The Myth of Average

Disneyland Cast Members assigned to help guests board the Matterhorn Bobsleds. Photo by J. Jeff Kober.
Disneyland Cast Members assigned to help guests board the Matterhorn Bobsleds. Photo by J. Jeff Kober.

When I was young, I wanted to work at Disney. I wanted to run the rides. Mr. Toad’s Wild Ride. The Monorail. The Bobsleds. Or Pirates of the Caribbean. It didn’t matter to me. I just wanted to run the rides. There was just one problem. I was too tall. I didn’t think I was too tall. But as a teenager studying everything I could learn about Disney, I learned that I was too tall. To be a Disney Cast Member, you had to be within certain height and width dimensions. I was skinny enough. But I was two inches taller than their expectation. With a massive costume inventory, they didn’t want to have to build to every potential size. So if you were too short, too tall, too big or too small, you missed out.

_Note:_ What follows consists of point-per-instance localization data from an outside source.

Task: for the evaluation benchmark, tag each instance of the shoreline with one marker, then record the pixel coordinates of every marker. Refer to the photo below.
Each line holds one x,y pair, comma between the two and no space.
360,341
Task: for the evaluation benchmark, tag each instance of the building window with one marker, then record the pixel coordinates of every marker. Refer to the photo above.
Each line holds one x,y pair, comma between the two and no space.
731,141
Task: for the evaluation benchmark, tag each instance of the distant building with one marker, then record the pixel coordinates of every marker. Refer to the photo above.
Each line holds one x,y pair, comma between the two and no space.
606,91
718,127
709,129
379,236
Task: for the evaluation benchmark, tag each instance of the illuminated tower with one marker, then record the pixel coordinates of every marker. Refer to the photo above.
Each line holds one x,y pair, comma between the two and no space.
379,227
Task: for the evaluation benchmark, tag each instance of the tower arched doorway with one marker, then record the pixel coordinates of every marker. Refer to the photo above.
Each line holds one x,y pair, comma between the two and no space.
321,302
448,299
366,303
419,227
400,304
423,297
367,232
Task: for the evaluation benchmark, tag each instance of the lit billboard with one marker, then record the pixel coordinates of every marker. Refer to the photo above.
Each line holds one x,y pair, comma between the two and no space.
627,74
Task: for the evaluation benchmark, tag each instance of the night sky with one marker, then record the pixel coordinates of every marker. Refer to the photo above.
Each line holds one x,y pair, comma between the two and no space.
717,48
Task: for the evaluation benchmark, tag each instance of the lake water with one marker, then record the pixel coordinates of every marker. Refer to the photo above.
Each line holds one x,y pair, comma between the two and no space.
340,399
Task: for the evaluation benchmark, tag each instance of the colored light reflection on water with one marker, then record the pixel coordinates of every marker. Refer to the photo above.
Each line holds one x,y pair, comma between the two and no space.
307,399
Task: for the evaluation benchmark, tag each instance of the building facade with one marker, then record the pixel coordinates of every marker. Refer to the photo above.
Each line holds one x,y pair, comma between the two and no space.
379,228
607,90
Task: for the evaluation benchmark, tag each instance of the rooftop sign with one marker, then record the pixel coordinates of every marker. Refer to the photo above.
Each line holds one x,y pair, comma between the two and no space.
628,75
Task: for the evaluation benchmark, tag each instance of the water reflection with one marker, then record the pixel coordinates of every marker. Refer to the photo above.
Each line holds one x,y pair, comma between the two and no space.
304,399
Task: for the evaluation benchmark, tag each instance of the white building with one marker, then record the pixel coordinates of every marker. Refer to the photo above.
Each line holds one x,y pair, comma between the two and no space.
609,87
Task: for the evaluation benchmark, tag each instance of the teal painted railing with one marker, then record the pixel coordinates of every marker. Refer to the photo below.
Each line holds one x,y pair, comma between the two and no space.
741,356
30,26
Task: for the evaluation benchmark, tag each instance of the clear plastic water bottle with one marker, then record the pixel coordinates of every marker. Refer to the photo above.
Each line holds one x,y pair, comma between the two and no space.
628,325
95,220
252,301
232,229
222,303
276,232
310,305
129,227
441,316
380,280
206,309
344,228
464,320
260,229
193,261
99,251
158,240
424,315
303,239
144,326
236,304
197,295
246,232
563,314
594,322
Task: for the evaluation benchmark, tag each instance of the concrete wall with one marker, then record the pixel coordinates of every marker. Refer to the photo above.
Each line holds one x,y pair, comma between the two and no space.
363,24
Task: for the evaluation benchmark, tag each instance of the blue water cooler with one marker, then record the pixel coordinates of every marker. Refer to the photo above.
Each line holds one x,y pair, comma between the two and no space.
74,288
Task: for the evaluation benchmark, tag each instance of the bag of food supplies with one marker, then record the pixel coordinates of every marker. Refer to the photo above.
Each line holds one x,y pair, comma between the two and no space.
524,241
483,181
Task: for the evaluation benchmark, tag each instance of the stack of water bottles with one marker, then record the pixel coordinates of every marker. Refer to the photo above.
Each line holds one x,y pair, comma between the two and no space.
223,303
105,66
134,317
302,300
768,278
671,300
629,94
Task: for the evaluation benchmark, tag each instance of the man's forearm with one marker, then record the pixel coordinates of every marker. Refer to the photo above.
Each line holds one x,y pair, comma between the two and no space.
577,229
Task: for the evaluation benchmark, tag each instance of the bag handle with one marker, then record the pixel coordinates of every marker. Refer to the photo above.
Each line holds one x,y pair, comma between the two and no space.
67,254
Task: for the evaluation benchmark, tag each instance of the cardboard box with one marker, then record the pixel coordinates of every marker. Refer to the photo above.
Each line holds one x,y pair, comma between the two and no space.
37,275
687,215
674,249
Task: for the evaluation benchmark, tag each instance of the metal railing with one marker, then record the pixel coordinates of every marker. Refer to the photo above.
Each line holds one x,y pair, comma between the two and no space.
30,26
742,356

There was a problem here with Disney designing their costumes to the average size. But they weren’t alone. During the 1950s there were problems going on with the United States Air Force. In the fast, turbulent world of flying, pilots couldn’t keep control of their planes. At its worst point, 17 pilots crashed in a single day. There were many people pointing blame at every element of this–with special blame going toward the pilots. But no one was really certain how to fix the problem.

Cockpit of a de Havilland Hornet Moth.
Cockpit of a de Havilland Hornet Moth.

One young lieutenant, Gilbert S. Daniels, was working as a junior researcher. He had never flown planes. In fact, his job was simply  take measurements of the different pilots. He learned that researchers at Wright Air Force Base in Ohio measured more than 4,000 pilots on 140 dimensions of size. The belief was that finding the averages of all this would lead to a better fitting cockpit for the pilot. Daniels took on that assumption, trying to identify how many pilots fit perfectly the middle 30 percent of the range of values for the 10 most important dimensions. The expectation was that most would fall in that range, since they were already pre-selected based on size. So Daniels was very surprised when his studies showed that none of the pilots fit within all 10 dimensions of the average range.

There was no such thing as an average pilot.

The lesson here was that the military needed to create a flexible cockpit if it was going to provide the environment that best supported its pilots. It needed to fit the individual rather than the average. Those making airplanes balked at having to make adjustments to the cockpit, and said that doing so would dramatically increase the price. But the military insisted and they eventually came around to it. Many technologies we enjoy today such as the ability to adjust the seat in our car, comes from those technologies.

It comes down to this: Ban the average.

Todd Rose is a high school dropout turned Harvard faculty member. He takes those same ideas around the myth of average and applies them to the classroom. You can see his thinking and how it’s reshaping education in the following TED talk:

We blame the students, we blame the teachers, and we blame the parents. But how much of this is just bad design?

The point of all this is that average destroys talent. We must design beyond average and create the kind of flexibility that builds off the unique strengths that everyone brings to the table. That’s as true in the workplace as it is in the classroom, as it is in the cockpit.

For me, there was a blessing in not being able to fit into a Disney costume. I went on to college, got a bachelor’s degree and then a master’s degree. I got some important experience, and that combination allowed me to get a job at Disney mid-way in my career at a salary far above those who had gone up the Disney ladder incrementally. So my non-average height was literally one of my greatest blessings.

And Disney? They got smart. They learned to better embrace the diversity. Now costumes are designed to whatever the needs of the Cast Member are–even plus sizes. Whereas a few decades ago, you couldn’t be pregnant and be on stage at Disney, now you are free to enjoy whatever position you were originally cast for. Where once men were to drive the Jungle Cruise boat, and woman were to drive the Storybook Canal Boats, now either sex can run either attraction. Even women desiring to wear a hijab are given that option to dress in that way. Hopefully, that will allow even Disney to focus their hiring on people’s strengths, not on their averages.